By CYRIL TUOHY, managing editor of Risk & Insurance®
The Warren, N.J.-based commercial and personal lines giant Chubb Corp. reported second-quarter net income of $518 million, down from $551 million in the second quarter of 2009. Operating income was $460 million in the second quarter of 2010 compared with $533 million in the second quarter of 2009.
The impact of catastrophes in the second quarter of 2010 was $193 million pretax, compared with $43 million pretax in the second quarter of 2009. The $193 million reflects the impact of numerous storms throughout the United States, the most significant of which was the May hailstorm in Oklahoma.
John D. Finnegan, chairman, president and CEO, said in a statement that catastrophe losses were "unusually high."
"Results were again driven by solid underwriting performance in each of our business units, producing an overall combined ratio excluding catastrophes of 83.5 percent," he added.

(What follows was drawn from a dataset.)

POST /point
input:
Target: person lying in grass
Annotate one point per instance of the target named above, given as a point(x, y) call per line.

Net written premiums for the second quarter of 2010 were $2.9 billion, an increase of 1 percent from $2.8 billion in the second quarter of 2009. Excluding the effect of foreign currency translation, premiums were flat. Premiums declined 1 percent in the United States and increased 11 percent outside the United States, the company also said.
The second-quarter combined loss and expense ratio was 90.4 percent in 2010, compared with 85.9 percent in 2009, with the impact of second-quarter catastrophes accounting for 6.9 percentage points of the combined ratio, compared with 1.5 points in the year-ago quarter, the company also said.
CNA FINANCIAL
CNA, the Chicago-based commercial-lines insurer, posted net income of $283 million, up from $105 million in the year-ago period, the company reported.

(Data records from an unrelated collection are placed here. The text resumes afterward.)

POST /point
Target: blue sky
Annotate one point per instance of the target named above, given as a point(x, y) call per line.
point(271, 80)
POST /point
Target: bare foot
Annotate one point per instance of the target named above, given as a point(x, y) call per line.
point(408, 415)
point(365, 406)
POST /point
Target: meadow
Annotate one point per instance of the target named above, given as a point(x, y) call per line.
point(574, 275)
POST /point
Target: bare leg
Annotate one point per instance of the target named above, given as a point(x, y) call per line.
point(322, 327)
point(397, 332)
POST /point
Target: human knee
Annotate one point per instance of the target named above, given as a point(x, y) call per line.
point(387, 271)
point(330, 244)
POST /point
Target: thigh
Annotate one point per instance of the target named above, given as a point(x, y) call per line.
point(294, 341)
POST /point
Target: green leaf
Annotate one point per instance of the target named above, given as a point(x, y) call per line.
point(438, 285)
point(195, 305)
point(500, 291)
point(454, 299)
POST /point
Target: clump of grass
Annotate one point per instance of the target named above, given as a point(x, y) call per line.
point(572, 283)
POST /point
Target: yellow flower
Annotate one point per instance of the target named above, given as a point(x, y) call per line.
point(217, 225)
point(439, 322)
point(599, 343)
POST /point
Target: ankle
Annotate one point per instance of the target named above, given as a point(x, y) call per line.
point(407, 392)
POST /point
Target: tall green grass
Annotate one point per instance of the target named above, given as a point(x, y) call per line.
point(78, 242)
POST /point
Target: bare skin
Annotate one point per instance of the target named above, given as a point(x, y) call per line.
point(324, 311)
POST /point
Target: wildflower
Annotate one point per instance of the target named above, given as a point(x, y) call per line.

For the three months ended June 30, catastrophe losses were $31 million after-tax, compared with losses of $28 million after-tax for the year-ago period. The combined ratio was 89.4 percent, down from 98.1 percent in the year-ago period.
"We are pleased to report our second-quarter results, which include strong P/C underwriting results and solid investment results," said Thomas F. Motamed, chairman and CEO of CNA Financial Corp., in a statement.

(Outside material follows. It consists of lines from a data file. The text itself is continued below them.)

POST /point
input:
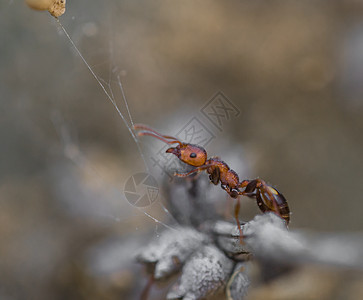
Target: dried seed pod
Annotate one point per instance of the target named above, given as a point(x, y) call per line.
point(168, 253)
point(203, 275)
point(238, 283)
point(55, 7)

The company's specialty segment, which represents 45 percent of the property/casualty unit's net written premiums, delivered particularly strong results in the quarter, Motamed also said.
Second-quarter net income from the specialty lines jumped to $189 million, from $95 million in the year-ago period, the company reported. The specialty-lines unit delivered a combined ratio of 79 percent, up 10.8 points from the year-ago period, the company also reported.
In the company's commercial-lines segment, net income improved $65 million for the three months ended June 30 compared with the year-ago period, due to better investment results, the company said.
Net realized investment results helped boost the commercial-lines unit despite a decrease in operating income due to writing less premium, lower insurance exposures and more competition in the marketplace, the company also said.
TRAVELERS
Hartford, Conn.-based Travelers Companies Inc. reported second-quarter net income of $670 million, down from $740 million in the year-ago period. Travelers' commercial-lines segment took a big hit from "record second-quarter weather losses," from wind, hail storms and flooding, said Jay Fishman, chairman and CEO, in a statement.
Catastrophe losses, net of reinsurance, rose to $439 million in the second quarter, up from $200 million in the year-ago period, the company also reported. Underwriting gains declined to $220 million in the second quarter, from $329 million in the year-ago period, the company also reported.
The decrease in the underwriting gain in the current quarter reflected a GAAP combined ratio of 95.2 percent, compared with 93.2 percent in the prior year quarter, Travelers also reported.
The increase in the combined ratio was driven by a $239 million pretax increase in catastrophe losses, offset by a $123 million pretax increase in net favorable prior year reserve development, the company also said.